La respuesta judicial a la reforma laboral

Las últimas sentencias de nulidades de despidos colectivos, provocadoras de grandes titulares de prensa, han puesto de manifiesto los fallos en el sistema diseñado por la reforma laboral en esta materia.

El cambio normativo  pretendía, una vez más, adaptar nuestro sistema a la normativa comunitaria, dando un mayor peso al elemento negociador  frente al control de la causa.  El problema es que en la práctica se ha mantenido el mismo rigor en el control, lo que implica una tendencia continuista, el mismo escenario con distinta regulación normativa.

La solución debería haber pasado por relegar el control judicial a los conflictos jurídicos (selección de los trabajadores, cálculo de las indemnizaciones…), someter a homologación administrativa el cumplimiento de formalidades y permitir la subsanación de defectos formales o incumplimientos, ya que en la practica la nulidad de los despidos colectivos por este motivo, crea una enorme problemática tanto para las empresas como para los propios trabajadores.

A todo ello se suma la ausencia de regulación en la figura de grupo de empresas, de manera que en muchas ocasiones a las empresas no se les admite su legitimación para plantearlo como grupo y en otras la tramitación por separado se considera fraudulenta, con la inseguridad jurídica que ello conlleva, sobre todo para las grandes empresas que han sufrido una judicialización de sus procesos de despidos colectivos.

Tampoco en materia de ultraactividad se ha conseguido el efecto pretendido. En este sentido la reciente sentencia del TS sobre la ultraactividad de los convenios colectivos siguiendo la denominada postura “conservacionista” ha aceptado la tesis que ya habían aplicado los TSJ de Cataluña y el País Vasco, con el matiz de que la contractualización del convenio no se produce después de fenecer el mismo sino que se genera “ab origine”, convirtiendo el contrato de trabajo en la aorta de la regulación de las relaciones laborales.

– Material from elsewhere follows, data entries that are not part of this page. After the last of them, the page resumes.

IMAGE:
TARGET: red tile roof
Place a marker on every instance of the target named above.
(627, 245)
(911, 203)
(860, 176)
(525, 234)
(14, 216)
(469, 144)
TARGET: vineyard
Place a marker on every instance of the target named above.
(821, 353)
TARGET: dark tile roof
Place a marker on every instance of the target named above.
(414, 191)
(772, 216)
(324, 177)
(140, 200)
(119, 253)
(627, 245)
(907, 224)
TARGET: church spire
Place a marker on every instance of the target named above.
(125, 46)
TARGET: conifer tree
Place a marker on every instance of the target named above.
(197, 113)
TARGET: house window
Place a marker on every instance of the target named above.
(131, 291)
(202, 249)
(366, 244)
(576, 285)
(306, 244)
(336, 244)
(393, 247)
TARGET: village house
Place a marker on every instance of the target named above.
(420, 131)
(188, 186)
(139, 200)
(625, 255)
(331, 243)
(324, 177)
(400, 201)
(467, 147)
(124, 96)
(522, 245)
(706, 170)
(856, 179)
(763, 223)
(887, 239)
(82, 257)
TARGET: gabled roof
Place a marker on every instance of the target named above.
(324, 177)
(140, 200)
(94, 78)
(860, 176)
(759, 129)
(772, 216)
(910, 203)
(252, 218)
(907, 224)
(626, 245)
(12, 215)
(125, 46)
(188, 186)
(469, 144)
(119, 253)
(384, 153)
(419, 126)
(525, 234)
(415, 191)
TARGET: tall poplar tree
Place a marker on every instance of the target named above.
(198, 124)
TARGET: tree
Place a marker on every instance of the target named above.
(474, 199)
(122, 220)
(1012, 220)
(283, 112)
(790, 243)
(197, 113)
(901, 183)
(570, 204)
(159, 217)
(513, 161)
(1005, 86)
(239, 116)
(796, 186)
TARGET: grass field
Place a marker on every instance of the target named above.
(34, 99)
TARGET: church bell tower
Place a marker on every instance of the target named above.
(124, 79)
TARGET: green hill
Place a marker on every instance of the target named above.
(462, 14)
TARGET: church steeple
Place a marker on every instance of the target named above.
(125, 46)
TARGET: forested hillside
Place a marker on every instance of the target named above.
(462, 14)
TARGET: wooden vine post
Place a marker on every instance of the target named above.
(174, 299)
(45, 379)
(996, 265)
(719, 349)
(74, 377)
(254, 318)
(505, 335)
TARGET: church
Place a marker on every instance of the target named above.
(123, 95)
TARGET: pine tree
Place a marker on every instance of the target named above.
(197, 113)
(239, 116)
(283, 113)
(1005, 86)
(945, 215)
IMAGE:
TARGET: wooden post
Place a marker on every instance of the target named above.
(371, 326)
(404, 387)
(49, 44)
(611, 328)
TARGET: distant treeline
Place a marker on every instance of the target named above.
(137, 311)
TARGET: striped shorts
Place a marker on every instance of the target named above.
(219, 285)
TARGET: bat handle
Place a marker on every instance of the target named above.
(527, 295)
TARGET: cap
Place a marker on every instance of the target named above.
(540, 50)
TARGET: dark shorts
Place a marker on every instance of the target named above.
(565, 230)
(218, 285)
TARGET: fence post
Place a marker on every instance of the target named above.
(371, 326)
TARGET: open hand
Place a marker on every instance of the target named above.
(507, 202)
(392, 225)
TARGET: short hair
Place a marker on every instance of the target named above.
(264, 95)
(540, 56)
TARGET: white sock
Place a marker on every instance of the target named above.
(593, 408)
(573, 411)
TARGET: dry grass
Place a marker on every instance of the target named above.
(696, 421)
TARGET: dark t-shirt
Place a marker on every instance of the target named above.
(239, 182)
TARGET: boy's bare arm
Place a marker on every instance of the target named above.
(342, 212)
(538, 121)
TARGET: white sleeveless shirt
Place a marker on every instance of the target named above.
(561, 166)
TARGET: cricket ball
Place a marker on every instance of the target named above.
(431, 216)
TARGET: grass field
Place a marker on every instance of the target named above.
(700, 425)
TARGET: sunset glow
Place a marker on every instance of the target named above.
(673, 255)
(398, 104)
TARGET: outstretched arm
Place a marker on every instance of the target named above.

Sin duda queda mucho por avanzar en materia de tiempo de trabajo, gestión flexible, movilidad y polivalencia funcional, donde la propuesta sindical , avalada en ocasiones por los tribunales, se mantiene invariable ,“los derechos adquiridos no se tocan”, pero sólo haciendo uso de estas medidas evitaremos otras más drásticas que la práctica ha revelado como “fallidas”.